Il régnait dans la clinique une ambiance plus proche de l’entraînement que de l’hôpital et je me suis sentie conseillée et encadrée de manière optimale à tous les niveaux. La reconstruction après l’opération avait le même poids que la qualité de l’opération elle-même. Mes physiothérapeutes ont assisté aux opérations, ce qui a été extrêmement précieux. Car ils ont ensuite travaillé avec moi tous les jours et savaient exactement ce qui était nouveau ou différent au niveau de mes genoux. Ma rééducation a souvent pris la forme d’un camp d’entraînement. Je commençais chaque jour à 8 heures avec les exercices les plus divers et ne quittais souvent la physiothérapie qu’après 17 heures. Entre 2000 et 2004, je faisais pratiquement partie de l’inventaire.

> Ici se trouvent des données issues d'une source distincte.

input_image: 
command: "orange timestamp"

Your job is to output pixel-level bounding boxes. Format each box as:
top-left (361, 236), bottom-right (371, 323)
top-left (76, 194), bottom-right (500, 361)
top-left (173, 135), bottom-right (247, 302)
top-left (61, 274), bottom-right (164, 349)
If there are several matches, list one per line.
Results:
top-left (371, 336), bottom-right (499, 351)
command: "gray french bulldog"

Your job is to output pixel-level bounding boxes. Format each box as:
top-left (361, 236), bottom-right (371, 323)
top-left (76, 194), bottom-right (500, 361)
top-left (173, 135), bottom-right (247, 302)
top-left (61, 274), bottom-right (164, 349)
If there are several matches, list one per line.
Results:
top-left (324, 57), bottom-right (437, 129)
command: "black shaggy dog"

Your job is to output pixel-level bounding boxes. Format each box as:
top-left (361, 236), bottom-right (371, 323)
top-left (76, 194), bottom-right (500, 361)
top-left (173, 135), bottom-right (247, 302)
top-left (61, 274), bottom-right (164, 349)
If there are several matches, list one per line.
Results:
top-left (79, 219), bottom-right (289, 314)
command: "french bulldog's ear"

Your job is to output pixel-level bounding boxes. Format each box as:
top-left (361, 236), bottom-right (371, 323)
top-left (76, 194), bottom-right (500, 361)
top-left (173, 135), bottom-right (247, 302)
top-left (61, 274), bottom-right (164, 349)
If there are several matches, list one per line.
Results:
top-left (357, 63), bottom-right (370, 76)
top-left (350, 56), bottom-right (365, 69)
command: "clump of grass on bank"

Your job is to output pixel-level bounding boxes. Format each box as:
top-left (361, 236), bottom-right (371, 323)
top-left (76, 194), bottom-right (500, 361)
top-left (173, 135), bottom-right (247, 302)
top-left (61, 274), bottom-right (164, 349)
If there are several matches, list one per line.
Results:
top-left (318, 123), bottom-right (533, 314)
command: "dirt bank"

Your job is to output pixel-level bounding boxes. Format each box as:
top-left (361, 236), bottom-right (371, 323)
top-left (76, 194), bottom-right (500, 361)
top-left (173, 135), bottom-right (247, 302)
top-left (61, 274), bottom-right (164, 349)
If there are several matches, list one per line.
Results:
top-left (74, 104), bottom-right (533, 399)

Mais mon environnement personnel a également été précieux. Pendant cette période (et aussi lors des rééducations ultérieures), je passais souvent la nuit près de mes grands-parents. Jamais ils n’ont remis en question mon parcours, jamais ils n’ont essayé de me recommander autre chose. Ils ont toujours été de la partie pour apporter leur soutien, que ce soit avec du café et des gâteaux après une dure journée ou avec leur vélo pour se rendre à la prochaine séance de rééducation. Extraordinaire pour des grands-parents, quand j’y repense maintenant.

C’est grâce à cet accompagnement précieux que je peux aujourd’hui – sept ans après ma retraite – pratiquer sans douleur n’importe quel sport, que j’ai pu vivre mon rêve jusqu’à la médaille d’or olympique et que je garde à jamais tant d’émotions et d’expériences dans mon cœur. Bien sûr, il y a aussi eu des moments difficiles: chaque fois que je me blessais, je pensais immédiatement à ma retraite. Je me posais à chaque fois la question de savoir si je devais continuer sur cette voie. Je suis convaincue que c’est justement cette confrontation honnête avec ma situation et mes possibilités qui m’a marquée, peut-être même renforcée. Les opérations ont été réalisées au top par mes médecins et ont toujours été pour moi un mal nécessaire – je me suis concentrée en priorité sur les progrès réalisés d’heure en heure, de jour en jour après les interventions. Les petits objectifs d’étape ont toujours été un soutien précieux.

Quand je repense à mes blessures, je suis convaincue que deux choses ont été essentielles à mon rétablissement: un bon choix de médecin et donc une qualité optimale de l’opération et de la rééducation, ainsi que le travail acharné que j’ai mis dans ces mêmes opérations. Les exercices de physiothérapie et les autres traitements ultérieurs doivent être effectués de manière conséquente et régulière afin de créer des conditions optimales pour la guérison. Ma passion pour le ski m’a certainement aidé à tout donner chaque jour pour mon retour sur les pistes. Les petites victoires en cours de route étaient également importantes pour maintenir l’élan nécessaire à une reconstruction laborieuse et de longue haleine. 

Le ski est un sport rapide et dynamique, et son énergie se décharge malheureusement trop souvent dans des blessures graves. La prévention est donc importante. Je pense à une progression par étapes, que ce soit en tant qu’athlète amatrice ou en tant que sportive de haut niveau. Dévaler la piste noire en premier n’est certainement pas le meilleur choix. Mais même les skieurs et skieuses expérimenté-es peuvent se blesser. Mais si l’on se remet entre de bonnes mains et que l’on suit une rééducation sérieuse et conséquente, il est encore possible de faire beaucoup de choses après une blessure. 

Mon parcours n’a certainement pas toujours été le plus facile, mais je l’ai suivi avec une conviction totale. J’aime le ski de tout mon cœur et j’espère pouvoir en profiter encore de nombreuses années.